Social and mobile games are enjoying a strong presence at this year’s Tokyo Game Show, with social game giants GREE and gloops occupying some of the largest exhibit spaces in the venue.
But it’s not just Japanese companies throwing their weight around on the mobile floorspace: Korean online game developer WeMade Entertainment, known in Asia for their popular MMO series The Legend of Mir, is showing six new Japanese-language titles for iOS and Android devices to build anticipation for their full-scale entrance into the Japanese mobile game market later this year.
Bored of the repetitive tap-based social card games, I decided to spend some time with WeMade to see if the Korean developer was bringing anything new to the table.
Taking a quick walkthrough the six-station booth, I noticed that most of the titles were all simulation social games with a heavy emphasis on resource-management, similar to the system used in Farmville.
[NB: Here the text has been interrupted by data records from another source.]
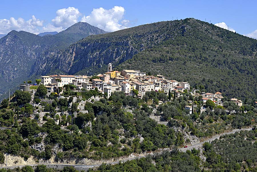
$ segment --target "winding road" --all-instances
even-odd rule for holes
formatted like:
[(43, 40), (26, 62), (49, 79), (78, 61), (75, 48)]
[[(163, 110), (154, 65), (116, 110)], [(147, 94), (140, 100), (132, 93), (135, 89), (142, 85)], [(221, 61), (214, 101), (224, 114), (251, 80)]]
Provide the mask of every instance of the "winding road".
[[(221, 136), (223, 136), (224, 135), (228, 135), (231, 134), (233, 134), (235, 133), (236, 132), (238, 132), (238, 131), (245, 131), (245, 130), (247, 130), (248, 131), (251, 130), (253, 128), (243, 128), (242, 129), (236, 129), (235, 130), (233, 130), (232, 131), (230, 131), (230, 132), (228, 132), (227, 133), (223, 133), (221, 135), (219, 135), (218, 136), (215, 136), (215, 137), (214, 137), (211, 139), (206, 140), (206, 141), (204, 141), (204, 142), (210, 142), (211, 141), (212, 141), (214, 140), (215, 139), (219, 139), (220, 137)], [(188, 146), (187, 147), (184, 148), (180, 148), (178, 149), (178, 150), (180, 150), (182, 152), (185, 152), (187, 150), (191, 150), (193, 148), (197, 148), (199, 146), (200, 146), (201, 145), (202, 145), (203, 144), (203, 142), (202, 142), (198, 143), (197, 143), (196, 144), (195, 144), (194, 145), (192, 145), (191, 146)], [(145, 156), (140, 156), (138, 157), (134, 157), (134, 158), (130, 158), (129, 159), (124, 159), (123, 160), (122, 160), (120, 161), (115, 161), (112, 162), (111, 162), (110, 163), (106, 163), (107, 164), (117, 164), (119, 163), (120, 162), (125, 162), (126, 161), (130, 161), (131, 160), (132, 160), (133, 159), (138, 159), (138, 158), (143, 158), (144, 157), (145, 157)], [(53, 167), (54, 167), (55, 166), (72, 166), (73, 167), (81, 167), (81, 168), (85, 168), (87, 169), (90, 168), (93, 168), (93, 167), (99, 167), (101, 165), (101, 164), (97, 164), (95, 165), (77, 165), (77, 164), (43, 164), (43, 163), (40, 163), (40, 164), (27, 164), (26, 165), (17, 165), (15, 166), (4, 166), (4, 167), (0, 167), (0, 169), (1, 168), (6, 168), (8, 169), (13, 169), (17, 167), (24, 167), (25, 166), (26, 166), (27, 165), (29, 165), (30, 166), (35, 166), (37, 165), (47, 165), (48, 166), (52, 166)]]

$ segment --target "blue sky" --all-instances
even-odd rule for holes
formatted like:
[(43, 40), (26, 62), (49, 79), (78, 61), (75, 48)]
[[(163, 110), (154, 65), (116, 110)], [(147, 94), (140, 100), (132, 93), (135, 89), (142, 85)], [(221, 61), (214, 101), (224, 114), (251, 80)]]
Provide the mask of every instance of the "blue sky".
[[(6, 1), (0, 34), (15, 29), (60, 31), (81, 21), (113, 31), (151, 22), (193, 17), (257, 38), (256, 1)], [(115, 7), (117, 6), (117, 7)], [(69, 7), (73, 7), (68, 9)], [(102, 7), (102, 8), (100, 8)], [(95, 10), (93, 11), (93, 9)], [(58, 10), (59, 13), (57, 13)], [(32, 16), (34, 17), (32, 17)], [(255, 33), (253, 32), (256, 31)]]

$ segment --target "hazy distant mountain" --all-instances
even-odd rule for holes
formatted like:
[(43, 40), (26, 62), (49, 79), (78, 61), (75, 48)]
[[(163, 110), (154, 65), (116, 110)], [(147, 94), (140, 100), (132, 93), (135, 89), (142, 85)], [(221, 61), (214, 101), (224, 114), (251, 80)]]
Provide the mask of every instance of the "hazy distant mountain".
[(40, 36), (45, 36), (46, 35), (54, 35), (57, 34), (58, 33), (58, 32), (45, 32), (40, 33), (37, 35), (39, 35)]
[(6, 35), (6, 34), (0, 34), (0, 38), (4, 37)]
[(0, 39), (0, 93), (27, 79), (31, 66), (41, 54), (67, 47), (89, 35), (106, 33), (81, 22), (56, 34), (44, 36), (11, 31)]
[(188, 82), (229, 97), (257, 95), (257, 40), (194, 19), (148, 24), (92, 35), (41, 54), (31, 74), (91, 75), (140, 70)]

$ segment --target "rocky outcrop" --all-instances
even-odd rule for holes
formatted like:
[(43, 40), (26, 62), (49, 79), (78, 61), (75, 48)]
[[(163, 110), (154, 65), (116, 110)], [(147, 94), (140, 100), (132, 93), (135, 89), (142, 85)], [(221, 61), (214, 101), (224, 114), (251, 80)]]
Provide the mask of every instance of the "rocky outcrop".
[(40, 64), (35, 63), (39, 57), (52, 57), (83, 38), (106, 33), (81, 22), (57, 34), (43, 37), (23, 31), (11, 31), (0, 39), (0, 93), (26, 80), (31, 68), (37, 65), (46, 67), (49, 61), (45, 58), (40, 58), (43, 61)]

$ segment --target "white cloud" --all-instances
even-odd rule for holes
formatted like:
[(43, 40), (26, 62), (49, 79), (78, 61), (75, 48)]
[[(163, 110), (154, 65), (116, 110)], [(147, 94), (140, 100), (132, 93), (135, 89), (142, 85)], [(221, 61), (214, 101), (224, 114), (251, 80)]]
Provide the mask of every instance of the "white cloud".
[(223, 28), (223, 29), (228, 30), (232, 31), (233, 32), (236, 32), (236, 31), (234, 29), (229, 27), (224, 22), (218, 23), (216, 23), (214, 25), (216, 26), (218, 26), (221, 28)]
[(52, 24), (48, 24), (45, 26), (44, 26), (42, 28), (41, 32), (59, 32), (64, 30), (62, 27), (55, 27)]
[(107, 31), (114, 31), (127, 28), (130, 21), (123, 20), (125, 9), (122, 7), (115, 6), (111, 9), (105, 9), (102, 7), (94, 9), (91, 14), (84, 16), (81, 21), (87, 22)]
[(52, 20), (53, 25), (64, 29), (77, 22), (81, 15), (77, 8), (70, 7), (58, 10), (56, 14), (57, 16)]
[(36, 34), (43, 32), (59, 32), (79, 21), (106, 31), (113, 31), (127, 28), (132, 24), (133, 21), (123, 19), (125, 12), (122, 7), (115, 6), (109, 9), (101, 7), (94, 9), (90, 15), (81, 17), (78, 9), (69, 7), (57, 10), (56, 16), (49, 23), (45, 23), (45, 21), (37, 19), (34, 15), (27, 21), (12, 17), (9, 19), (0, 19), (0, 34), (6, 34), (13, 30)]
[(38, 27), (42, 26), (43, 22), (34, 15), (31, 19), (26, 21), (21, 17), (17, 19), (12, 17), (9, 20), (0, 19), (0, 34), (6, 34), (13, 30), (38, 33), (39, 31)]
[(257, 30), (256, 30), (250, 33), (246, 34), (245, 36), (255, 39), (257, 39)]

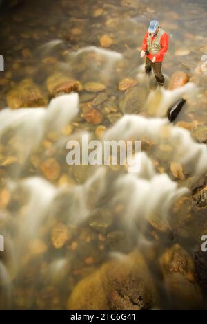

Most of the games also seemed to be aimed towards a young female audience, employing heavy use of adorable super-deformed characters and bright color schemes.
Only able to bear exposure to high levels of cute for short intervals, I allotted about 5 minutes each to the more cutesy games, running a kingdom filled with loyal animal inhabitants in PokePet Kingdom (Pet Island in English), building my own dream island in Lolipop★Island (Viking Island in English), enjoying the slow life on my European-style farm in Country Town, and managing my own café (complete with maid uniforms) in Café de Collection.
Each of these titles felt largely the same: build structures to generate resources, complete “quests” for rewards, expand and customize. The artwork was charming, with each sprite and structure featuring an impressive level of detail, and the games seem like they would be an enjoyable way to kill time if that’s your cup of tea, but it didn’t seem like there was anything that hasn’t been done before.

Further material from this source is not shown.